The new “work from home” (WFH) paradigm introduces new experiences for corporate users who now must work from home.  For corporate users following best security practices and requiring 2FA based VPN or cloud technologies — it is “business as usual” … however, the article shares excellent awareness of security risks & possibly more user lockouts — due to working thru new techniques.  Every organization must ensure WFH access techniques are as secure as possible — as security attacks have not abated, and if anything worsening under COVID-19. 

https://redmondmag.com/articles/2020/04/24/password-resets-for-remote-workers.aspx

https://techcommunity.microsoft.com/t5/core-infrastructure-and-security/secure-channel-expired-machine-account-password-concerns/ba-p/1333535

Microsoft this week explained how the machine password mechanism for Windows systems works, and the effects when people have shifted to working remotely.  A shift to remote work likely happened for many organizations in March due to the coronavirus disease pandemic.
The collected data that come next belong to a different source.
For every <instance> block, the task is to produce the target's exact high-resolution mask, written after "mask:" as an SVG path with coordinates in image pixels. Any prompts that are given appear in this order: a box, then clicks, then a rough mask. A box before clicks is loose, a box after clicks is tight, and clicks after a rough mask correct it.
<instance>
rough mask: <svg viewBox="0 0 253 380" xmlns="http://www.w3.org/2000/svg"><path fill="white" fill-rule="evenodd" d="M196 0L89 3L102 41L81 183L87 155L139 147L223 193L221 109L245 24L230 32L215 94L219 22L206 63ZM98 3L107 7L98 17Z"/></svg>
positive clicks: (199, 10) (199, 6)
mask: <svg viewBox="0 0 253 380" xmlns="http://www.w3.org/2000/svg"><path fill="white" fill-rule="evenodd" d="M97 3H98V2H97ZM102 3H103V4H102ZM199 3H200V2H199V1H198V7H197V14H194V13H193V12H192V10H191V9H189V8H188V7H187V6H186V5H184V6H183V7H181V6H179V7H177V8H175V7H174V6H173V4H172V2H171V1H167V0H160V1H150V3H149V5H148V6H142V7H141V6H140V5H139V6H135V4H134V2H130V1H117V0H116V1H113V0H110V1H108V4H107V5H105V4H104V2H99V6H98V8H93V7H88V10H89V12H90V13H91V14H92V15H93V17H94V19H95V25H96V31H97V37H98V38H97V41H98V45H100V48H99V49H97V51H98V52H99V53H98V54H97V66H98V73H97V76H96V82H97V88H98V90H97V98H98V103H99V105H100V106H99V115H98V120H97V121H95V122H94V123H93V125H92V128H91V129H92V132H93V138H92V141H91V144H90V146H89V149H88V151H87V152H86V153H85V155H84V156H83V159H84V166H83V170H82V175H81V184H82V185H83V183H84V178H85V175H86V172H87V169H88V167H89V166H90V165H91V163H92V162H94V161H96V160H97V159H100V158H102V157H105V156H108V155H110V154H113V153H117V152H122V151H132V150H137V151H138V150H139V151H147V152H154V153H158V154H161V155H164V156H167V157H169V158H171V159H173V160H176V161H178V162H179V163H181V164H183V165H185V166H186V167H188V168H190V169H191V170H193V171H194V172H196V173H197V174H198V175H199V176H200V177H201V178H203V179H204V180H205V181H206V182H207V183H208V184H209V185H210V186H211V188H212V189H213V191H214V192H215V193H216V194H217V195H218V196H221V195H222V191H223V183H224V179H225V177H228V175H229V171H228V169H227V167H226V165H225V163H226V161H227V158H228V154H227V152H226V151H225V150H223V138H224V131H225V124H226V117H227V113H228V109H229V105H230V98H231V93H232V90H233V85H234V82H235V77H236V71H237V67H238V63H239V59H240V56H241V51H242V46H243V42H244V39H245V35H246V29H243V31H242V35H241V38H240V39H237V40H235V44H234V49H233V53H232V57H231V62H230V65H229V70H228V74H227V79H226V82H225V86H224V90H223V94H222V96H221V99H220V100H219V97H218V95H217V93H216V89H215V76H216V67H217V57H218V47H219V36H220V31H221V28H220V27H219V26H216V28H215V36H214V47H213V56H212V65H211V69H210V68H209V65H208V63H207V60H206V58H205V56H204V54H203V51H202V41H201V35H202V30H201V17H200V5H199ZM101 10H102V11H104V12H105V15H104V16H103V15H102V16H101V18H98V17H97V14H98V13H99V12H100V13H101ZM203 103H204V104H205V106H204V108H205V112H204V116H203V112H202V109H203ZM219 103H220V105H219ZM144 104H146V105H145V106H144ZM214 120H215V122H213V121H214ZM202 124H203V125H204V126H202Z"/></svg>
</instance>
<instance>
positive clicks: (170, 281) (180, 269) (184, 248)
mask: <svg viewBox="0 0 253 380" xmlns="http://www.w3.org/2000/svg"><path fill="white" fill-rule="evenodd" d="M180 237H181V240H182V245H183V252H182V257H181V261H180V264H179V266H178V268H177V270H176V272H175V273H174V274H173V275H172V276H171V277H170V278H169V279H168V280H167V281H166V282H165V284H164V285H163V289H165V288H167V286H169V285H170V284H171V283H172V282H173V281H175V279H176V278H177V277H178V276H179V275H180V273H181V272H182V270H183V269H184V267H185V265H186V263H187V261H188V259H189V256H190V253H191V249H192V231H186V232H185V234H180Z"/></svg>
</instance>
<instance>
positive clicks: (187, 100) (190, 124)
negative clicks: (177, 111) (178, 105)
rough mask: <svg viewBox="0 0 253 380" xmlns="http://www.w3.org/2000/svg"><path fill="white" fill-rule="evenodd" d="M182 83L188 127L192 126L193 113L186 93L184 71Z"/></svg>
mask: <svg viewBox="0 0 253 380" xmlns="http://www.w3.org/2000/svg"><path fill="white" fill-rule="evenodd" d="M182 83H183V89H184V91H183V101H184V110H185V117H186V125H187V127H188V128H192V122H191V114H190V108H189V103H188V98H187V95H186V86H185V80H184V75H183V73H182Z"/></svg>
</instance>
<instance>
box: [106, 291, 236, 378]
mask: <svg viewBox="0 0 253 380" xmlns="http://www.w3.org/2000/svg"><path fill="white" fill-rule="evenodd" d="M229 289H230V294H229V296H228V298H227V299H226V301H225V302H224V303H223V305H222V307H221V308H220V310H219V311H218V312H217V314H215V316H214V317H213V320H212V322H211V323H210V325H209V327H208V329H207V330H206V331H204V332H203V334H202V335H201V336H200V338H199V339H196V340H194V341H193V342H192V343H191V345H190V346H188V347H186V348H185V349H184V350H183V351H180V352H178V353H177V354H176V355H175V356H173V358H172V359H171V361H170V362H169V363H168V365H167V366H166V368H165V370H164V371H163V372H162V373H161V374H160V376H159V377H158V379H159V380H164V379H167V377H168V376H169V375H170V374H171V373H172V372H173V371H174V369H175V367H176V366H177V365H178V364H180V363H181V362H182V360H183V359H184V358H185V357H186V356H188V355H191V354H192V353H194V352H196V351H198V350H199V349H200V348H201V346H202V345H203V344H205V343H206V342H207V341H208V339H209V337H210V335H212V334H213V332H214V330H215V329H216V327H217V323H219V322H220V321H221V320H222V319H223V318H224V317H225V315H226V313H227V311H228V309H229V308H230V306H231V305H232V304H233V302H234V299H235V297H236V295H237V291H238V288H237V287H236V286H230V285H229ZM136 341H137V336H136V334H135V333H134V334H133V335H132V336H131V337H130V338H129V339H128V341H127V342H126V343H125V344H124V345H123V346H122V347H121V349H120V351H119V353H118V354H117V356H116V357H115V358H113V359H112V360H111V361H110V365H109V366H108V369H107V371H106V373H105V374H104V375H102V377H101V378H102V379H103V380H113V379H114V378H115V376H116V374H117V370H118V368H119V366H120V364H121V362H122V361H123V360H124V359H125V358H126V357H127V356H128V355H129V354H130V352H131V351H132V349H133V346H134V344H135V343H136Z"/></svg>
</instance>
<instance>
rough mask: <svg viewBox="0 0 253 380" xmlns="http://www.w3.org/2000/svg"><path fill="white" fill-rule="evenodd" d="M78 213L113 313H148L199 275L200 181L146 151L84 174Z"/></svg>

Employees took company laptops and PCs home, but IT preparations to support remote work scenarios may have lagged.

Organizations may have lacked virtual private network (VPN) support, which is considered a requirement by the U.S. Cybersecurity and Infrastructure Security Agency (CISA) to support remote workers. Microsoft also recently addressed how patching remote clients can be affected by the use of VPNs in terms of the potential network bandwidth drag. A somewhat unaddressed issue is business reliance on the security of home routers that likely are being used by remote workers to connect to a company network.